The reviewers generally agree that the integration of text-guided latent diffusion with reconstruction-based anomaly detection presents a novel and timely contribution for digital pathology, particularly in the challenging task of lymph node metastasis detection.
At the same time, a few important concerns were raised that should be addressed in the rebuttal. First, reviewers questions whether performance may be partially driven by prompt leakage—i.e., using unseen or OOD-specific keywords that could bias the anomaly score. This issue could be clarified by describing how prompts are assigned at inference and whether prompt overlaps between training and test data are controlled.
Second, while all reviewers appreciate the scope of the evaluation, minor inconsistencies in dataset size reporting, table clarity, and missing details (e.g., rationale for training duration, use of early stopping) should be clarified to strengthen the submission.
- After you have reviewed the rebuttal and updated reviews, please provide your recommendation based on all reviews and the authors’ rebuttal.
Accept
- Please justify your recommendation. You may optionally write justifications for ‘accepts’, but are expected to write a justification for ‘rejects’
N/A
Meta-review #2
- After you have reviewed the rebuttal and updated reviews, please provide your recommendation based on all reviews and the authors’ rebuttal.
Accept
- Please justify your recommendation. You may optionally write justifications for ‘accepts’, but are expected to write a justification for ‘rejects’
N/A
Meta-review #3
- After you have reviewed the rebuttal and updated reviews, please provide your recommendation based on all reviews and the authors’ rebuttal.
Accept
- Please justify your recommendation. You may optionally write justifications for ‘accepts’, but are expected to write a justification for ‘rejects’

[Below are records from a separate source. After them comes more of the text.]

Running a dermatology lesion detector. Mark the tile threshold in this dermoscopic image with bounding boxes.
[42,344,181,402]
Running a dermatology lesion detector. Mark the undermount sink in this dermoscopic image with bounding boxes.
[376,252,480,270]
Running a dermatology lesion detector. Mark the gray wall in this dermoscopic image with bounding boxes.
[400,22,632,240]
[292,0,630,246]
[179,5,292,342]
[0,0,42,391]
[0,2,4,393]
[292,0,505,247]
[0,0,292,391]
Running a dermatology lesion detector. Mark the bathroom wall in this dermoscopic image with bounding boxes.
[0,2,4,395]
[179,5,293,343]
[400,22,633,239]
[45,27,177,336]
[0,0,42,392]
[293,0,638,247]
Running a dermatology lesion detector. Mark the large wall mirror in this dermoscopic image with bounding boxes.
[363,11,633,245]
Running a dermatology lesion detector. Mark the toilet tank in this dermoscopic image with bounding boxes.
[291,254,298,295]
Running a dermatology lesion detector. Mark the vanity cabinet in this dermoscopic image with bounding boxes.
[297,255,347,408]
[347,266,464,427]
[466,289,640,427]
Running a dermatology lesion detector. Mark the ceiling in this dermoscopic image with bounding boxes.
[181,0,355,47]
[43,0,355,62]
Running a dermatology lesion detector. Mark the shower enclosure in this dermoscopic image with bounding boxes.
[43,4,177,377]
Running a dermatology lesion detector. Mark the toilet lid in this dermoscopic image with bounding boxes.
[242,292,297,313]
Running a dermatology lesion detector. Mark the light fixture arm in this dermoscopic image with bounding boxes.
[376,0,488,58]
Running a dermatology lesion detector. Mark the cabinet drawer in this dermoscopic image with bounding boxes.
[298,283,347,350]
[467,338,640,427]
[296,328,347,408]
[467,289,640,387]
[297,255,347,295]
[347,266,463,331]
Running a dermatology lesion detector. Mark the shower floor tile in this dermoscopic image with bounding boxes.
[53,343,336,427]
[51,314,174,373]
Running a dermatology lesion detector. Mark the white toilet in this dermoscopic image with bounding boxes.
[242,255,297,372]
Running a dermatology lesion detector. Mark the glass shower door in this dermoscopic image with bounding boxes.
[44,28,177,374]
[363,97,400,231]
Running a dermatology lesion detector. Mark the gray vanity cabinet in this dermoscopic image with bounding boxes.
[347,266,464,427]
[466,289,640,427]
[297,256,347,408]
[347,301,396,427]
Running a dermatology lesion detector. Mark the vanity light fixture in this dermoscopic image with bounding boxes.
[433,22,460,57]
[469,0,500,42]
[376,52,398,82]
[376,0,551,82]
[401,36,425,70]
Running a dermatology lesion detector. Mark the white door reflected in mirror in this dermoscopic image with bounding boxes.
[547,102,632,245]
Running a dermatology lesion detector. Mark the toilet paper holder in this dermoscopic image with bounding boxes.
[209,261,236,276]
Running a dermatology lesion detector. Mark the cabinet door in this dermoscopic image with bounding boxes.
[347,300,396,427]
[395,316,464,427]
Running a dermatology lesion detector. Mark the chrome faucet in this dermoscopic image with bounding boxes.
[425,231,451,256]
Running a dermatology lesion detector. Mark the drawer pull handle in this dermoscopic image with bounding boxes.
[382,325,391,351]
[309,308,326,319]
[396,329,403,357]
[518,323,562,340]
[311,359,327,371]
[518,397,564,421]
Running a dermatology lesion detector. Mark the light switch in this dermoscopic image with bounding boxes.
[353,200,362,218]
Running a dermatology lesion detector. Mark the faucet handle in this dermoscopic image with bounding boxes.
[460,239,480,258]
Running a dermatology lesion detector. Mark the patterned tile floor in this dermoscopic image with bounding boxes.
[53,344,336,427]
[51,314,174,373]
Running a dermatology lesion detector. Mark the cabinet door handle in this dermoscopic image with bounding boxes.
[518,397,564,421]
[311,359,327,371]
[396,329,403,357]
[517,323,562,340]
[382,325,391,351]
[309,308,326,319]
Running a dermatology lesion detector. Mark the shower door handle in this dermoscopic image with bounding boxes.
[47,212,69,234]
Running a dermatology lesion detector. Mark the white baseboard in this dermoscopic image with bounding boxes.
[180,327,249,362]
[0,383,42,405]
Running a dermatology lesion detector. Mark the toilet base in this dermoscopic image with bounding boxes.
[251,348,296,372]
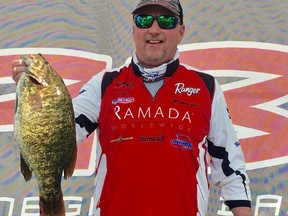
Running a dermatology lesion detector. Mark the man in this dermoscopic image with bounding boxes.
[12,0,252,216]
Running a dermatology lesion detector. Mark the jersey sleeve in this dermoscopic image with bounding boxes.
[208,80,251,209]
[73,71,104,144]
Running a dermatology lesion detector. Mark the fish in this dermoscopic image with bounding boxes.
[14,53,77,216]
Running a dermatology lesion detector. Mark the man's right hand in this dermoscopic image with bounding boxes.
[11,59,27,84]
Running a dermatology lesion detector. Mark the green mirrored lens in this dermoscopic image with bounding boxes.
[135,15,178,29]
[136,15,154,28]
[157,16,177,29]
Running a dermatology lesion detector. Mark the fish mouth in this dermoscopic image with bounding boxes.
[29,76,41,85]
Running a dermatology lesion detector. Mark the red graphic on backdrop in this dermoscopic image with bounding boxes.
[180,44,288,166]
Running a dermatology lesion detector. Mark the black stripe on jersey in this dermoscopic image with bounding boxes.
[208,140,235,176]
[196,71,215,103]
[75,114,98,137]
[101,70,121,98]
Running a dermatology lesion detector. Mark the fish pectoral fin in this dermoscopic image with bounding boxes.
[64,141,77,179]
[20,154,32,181]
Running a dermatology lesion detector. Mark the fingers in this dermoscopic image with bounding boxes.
[11,59,27,83]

This paper proposes AnoPILaD, a prompt-guided latent-diffusion framework for unsupervised detection of lymph-node metastasis. All reviewers acknowledge its clear methodological novelty—combining pathology-curated keywords with diffusion reconstruction—and its strong empirical gains across two datasets versus both density- and reconstruction-based baselines. The authors’ rebuttal clarifies dataset counts, prevalence, training schedule, and demonstrates that identical keyword pools are used for in-distribution and OOD samples, partially addressing R3’s prompt-leakage concern. Remaining issues (ablation on prompt weighting, extended captions, code release) are minor and can be resolved in camera-ready. Overall, methodological soundness, clinical relevance, and robust evaluation justify acceptance for publication at the conference.